Matt Rafeld, director of financial wellness at the Alera Group Inc., agrees there is no blanket solution for participant education.

“We know that the most effective way to engage participants and drive positive outcomes is to meet them where they are,” he says. “That means being able to customize solutions and pull multiple levers that include technology and active coaching.”

Staffing and Fees

Providing personalized, and often one-on-one, education, however, requires commitment and resources. OneDigital, a large and growing advisory, continues to staff sectors dedicated to participant education, says Chepnik.

“We make sure we have enough resources by market or by the region to handle the traffic that’s coming in,” he says.

With the growing level of engagement in digital one-on-one meetings, SageView has also been growing its team, Wood says. The firm has been hiring new employees to take calls and offer one-on-one coaching.

“It truly varies based upon location, but we do have people that are well-versed in providing their education located throughout the U.S.,” Woods says. “We hire as needed within the field in order to bridge any of those gaps.”

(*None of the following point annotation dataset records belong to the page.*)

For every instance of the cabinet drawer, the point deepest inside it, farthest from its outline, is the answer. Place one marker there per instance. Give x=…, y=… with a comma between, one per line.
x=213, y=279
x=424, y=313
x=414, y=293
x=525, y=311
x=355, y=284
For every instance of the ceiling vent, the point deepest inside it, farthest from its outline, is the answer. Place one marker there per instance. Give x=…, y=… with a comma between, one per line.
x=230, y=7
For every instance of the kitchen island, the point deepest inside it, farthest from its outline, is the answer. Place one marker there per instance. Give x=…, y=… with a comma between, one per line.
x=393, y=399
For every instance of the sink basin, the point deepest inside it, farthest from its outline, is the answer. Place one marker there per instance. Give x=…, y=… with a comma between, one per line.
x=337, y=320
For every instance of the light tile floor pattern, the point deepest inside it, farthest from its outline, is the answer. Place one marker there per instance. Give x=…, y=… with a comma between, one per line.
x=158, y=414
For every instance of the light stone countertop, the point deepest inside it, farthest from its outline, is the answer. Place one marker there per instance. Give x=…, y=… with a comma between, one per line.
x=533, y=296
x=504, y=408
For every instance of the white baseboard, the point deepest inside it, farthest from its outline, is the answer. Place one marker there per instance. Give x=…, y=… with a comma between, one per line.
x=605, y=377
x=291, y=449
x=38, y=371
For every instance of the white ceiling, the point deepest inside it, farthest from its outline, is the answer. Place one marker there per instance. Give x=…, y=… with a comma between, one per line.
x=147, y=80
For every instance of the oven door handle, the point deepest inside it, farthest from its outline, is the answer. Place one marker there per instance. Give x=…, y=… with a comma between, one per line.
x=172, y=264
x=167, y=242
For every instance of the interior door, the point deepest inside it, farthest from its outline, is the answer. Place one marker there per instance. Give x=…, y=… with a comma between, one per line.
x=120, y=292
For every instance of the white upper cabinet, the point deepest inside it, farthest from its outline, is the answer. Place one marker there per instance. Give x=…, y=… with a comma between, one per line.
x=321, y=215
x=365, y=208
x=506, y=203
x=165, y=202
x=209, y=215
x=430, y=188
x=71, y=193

Within the financial wellness suite of solutions, fees are typically paid for at a plan sponsor level, she says. She recommends that plan sponsors pay for the service out of a human resources expense budget. However, if a plan has some type of ERISA budget, a company can also use that to pay for services.

Increasing Engagement

Woods says participant engagement varies greatly across client bases. Some sponsors take a very paternalistic view of their employees, while others take a more hands-off approach.

“Some [plan sponsors] want to offer a financial wellness solution just to check that box,” she says. “We see more [participant] engagement rates from employers who truly take a deep dive within their employees, and you can feel that they want to be heavily engaged. We’ve seen better adoption rates from those employers.”

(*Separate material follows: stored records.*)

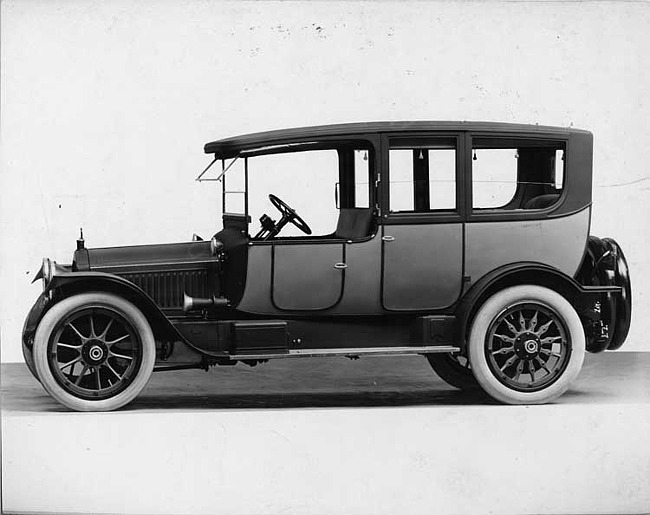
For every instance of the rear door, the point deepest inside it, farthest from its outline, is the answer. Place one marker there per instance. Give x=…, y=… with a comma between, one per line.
x=422, y=227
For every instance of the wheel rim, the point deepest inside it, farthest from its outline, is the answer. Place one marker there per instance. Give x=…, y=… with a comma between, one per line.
x=527, y=347
x=95, y=353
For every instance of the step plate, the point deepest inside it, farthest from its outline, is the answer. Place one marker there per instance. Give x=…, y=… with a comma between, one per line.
x=368, y=351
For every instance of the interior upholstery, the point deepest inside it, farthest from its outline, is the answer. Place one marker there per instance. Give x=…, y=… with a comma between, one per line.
x=354, y=223
x=542, y=201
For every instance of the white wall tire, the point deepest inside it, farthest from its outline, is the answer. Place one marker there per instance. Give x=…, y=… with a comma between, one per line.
x=526, y=345
x=94, y=352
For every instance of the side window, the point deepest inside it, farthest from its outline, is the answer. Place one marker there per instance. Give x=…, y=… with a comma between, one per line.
x=422, y=175
x=361, y=178
x=494, y=172
x=304, y=180
x=509, y=174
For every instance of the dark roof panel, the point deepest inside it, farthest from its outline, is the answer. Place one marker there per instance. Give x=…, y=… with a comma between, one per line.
x=230, y=147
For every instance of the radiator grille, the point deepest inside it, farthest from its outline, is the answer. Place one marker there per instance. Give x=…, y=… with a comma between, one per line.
x=167, y=288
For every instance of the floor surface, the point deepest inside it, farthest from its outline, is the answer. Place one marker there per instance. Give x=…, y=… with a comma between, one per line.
x=330, y=435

Christian Mango, executive vice president of retirement plan services at Alera, says he believes the greatest levels of engagement occur when there is a high level of leadership buy-in. The more company leaders understand employees’ financial needs, the more committed they will be to helping staff improve their financial well-being and engage more with their benefits.

“Depending on that level of commitment, we may see engagement rates range from 10% to sometimes north of 50%, and those rates typically climb over time,” Mango says.

The challenge for plan sponsors and advisers is creating a program to meet participants where they are, Mango says. That not only means dealing with the challenge of dispersed and remote workers, but also identifying and responding to how those workers want to engage. 

Chepnik believes organizations need a diverse group of educators that are “different ages, different genders, different walks of life.”

“Younger generations like everything electronic, whereas older generations like things on paper and in person,” Chepnik says. “We have to make sure we’re constantly thinking about whether we have enough in our menu of services that we can address these challenges differently.”